Eventually her money and luck ran out and Turner packed her bags and relocated to Edinburgh, Scotland. Her friends threw a party for her, lent her some money, poured champagne and drove her to Kennedy Airport. “Thus I left the Chelsea, my heart and New York City behind me on February 5, 1975.”

It took me quite a bit of searching to learn the end of Turner’s story. No amount of googling yielded anything except the fact that she had written a volume of short stories that was published only in the UK. Finally, through Yahoo, I learned of an obituary in a 2001 edition ofThe Scotsman. I signed up with High Beam Research so that I could read it all. And it was worth it the $29.95 it will end up costing me.

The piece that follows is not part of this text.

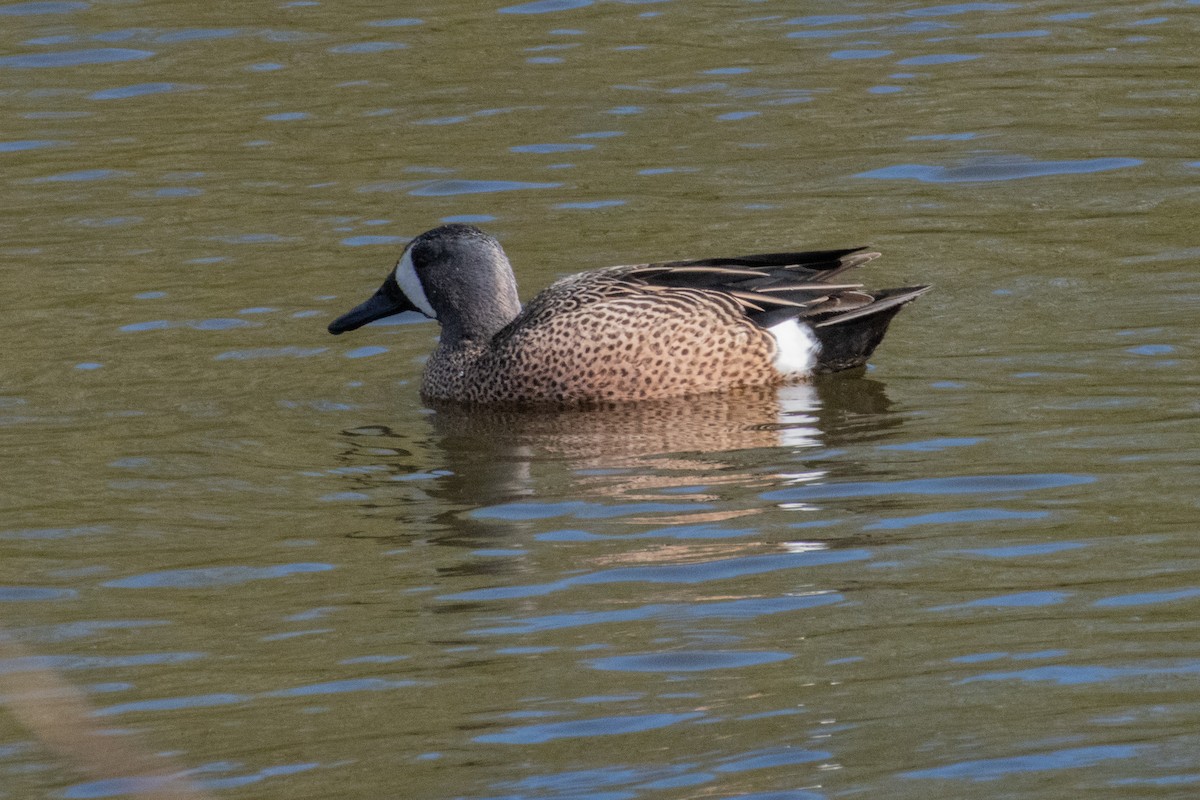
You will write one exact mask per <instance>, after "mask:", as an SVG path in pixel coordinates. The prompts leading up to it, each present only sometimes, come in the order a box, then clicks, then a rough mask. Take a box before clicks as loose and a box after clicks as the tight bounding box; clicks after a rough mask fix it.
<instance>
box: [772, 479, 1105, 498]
mask: <svg viewBox="0 0 1200 800" xmlns="http://www.w3.org/2000/svg"><path fill="white" fill-rule="evenodd" d="M1096 480H1097V479H1096V477H1093V476H1092V475H1070V474H1067V473H1057V474H1055V473H1050V474H1043V475H970V476H955V477H925V479H917V480H912V481H862V482H851V483H817V485H811V486H800V487H796V488H787V489H778V491H774V492H764V493H763V494H762V498H763V499H764V500H773V501H781V500H782V501H805V500H826V499H832V498H862V497H887V495H893V494H984V493H992V492H1000V493H1007V492H1015V493H1019V494H1020V493H1025V492H1033V491H1038V489H1056V488H1062V487H1066V486H1080V485H1084V483H1094V482H1096Z"/></svg>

According to Todd McEwen’s loving tribute, Turner moved to Scotland to be near her children and grandchildren. She lived there for 26 years (she died at the age of 91!) and was the mainstay of a group of Bohemians in the city. Turner was a frequent habitué of the bar of the Drummond Hotel, where she enjoyed the “indifferent whisky and, still the cow-girl, the excellent steaks.”

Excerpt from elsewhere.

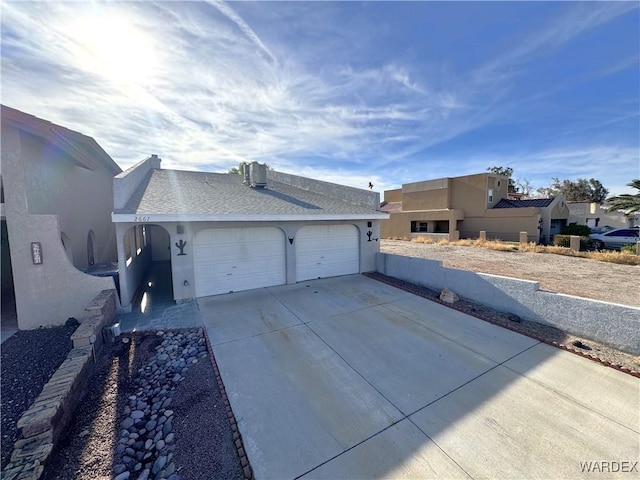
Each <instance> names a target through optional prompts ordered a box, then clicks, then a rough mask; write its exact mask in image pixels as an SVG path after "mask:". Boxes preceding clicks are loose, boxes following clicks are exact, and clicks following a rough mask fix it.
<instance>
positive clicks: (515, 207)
mask: <svg viewBox="0 0 640 480" xmlns="http://www.w3.org/2000/svg"><path fill="white" fill-rule="evenodd" d="M551 202H553V198H533V199H530V200H509V199H506V198H503V199H501V200H500V201H499V202H498V203H496V205H495V206H494V207H493V208H526V207H548V206H549V205H551Z"/></svg>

McEwen describes Turner as a colorful dresser and “in all things a writer, a believer in the life of the artist, in the energetic, rich feeding of the senses. Skilled in handing out big, American-style kisses to everyone, she made no secret of the fact that she found growing older a distinct disappointment and ‘pain in the arse.’”

A coda to this long rambling book review/homage: After reading At the Chelsea on loan from my local library system, I got online and bought a copy along with a copy of Turner’s book of stories, All the Little Wars. When they arrived, I opened the short story collection and discovered, hand-written on the title page:

“To Helen Johnson my dear friend of many years with love from the author—Florence Turner.”

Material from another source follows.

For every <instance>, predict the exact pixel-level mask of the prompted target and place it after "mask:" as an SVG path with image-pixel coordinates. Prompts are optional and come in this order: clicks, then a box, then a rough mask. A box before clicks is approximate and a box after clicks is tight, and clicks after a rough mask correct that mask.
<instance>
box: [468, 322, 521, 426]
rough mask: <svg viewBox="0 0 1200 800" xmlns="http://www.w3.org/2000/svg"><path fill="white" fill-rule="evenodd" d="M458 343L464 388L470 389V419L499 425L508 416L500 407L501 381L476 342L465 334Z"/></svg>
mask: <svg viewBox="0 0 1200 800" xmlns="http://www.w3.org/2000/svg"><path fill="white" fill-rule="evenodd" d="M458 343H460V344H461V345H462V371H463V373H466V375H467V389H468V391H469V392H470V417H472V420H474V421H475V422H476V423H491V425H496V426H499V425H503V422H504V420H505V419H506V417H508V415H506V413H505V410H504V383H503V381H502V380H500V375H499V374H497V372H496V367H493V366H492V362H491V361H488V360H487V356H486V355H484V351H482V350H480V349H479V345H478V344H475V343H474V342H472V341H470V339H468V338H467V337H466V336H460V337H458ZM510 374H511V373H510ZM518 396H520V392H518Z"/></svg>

I felt as honored and delighted as if I had been actually able to welcome these remarkable ladies into my home.

A final footnote: the Helen Armstead Johnson Collection is now part of the New York Public Library and items from the collection are on display at the “What’s up @ the Schomburg” exhibition at the Schomburg Center for Research in Black Culture, 515 Malcolm X Boulevard, New York, NY 10037-1801, (212) 491-2200 (through February 27). The Johnson collection includes historical photos, posters, theater memorabilia, and rarely seen scrapbooks of black entertainers of the 18th and 20th centuries.
Turner, Florence. At the Chelsea. Harcourt Brace Jovanovich, Publishers. New York. 1987.
Turner, Florence. All the Little Wars. Hamish Hamilton. London. 1987.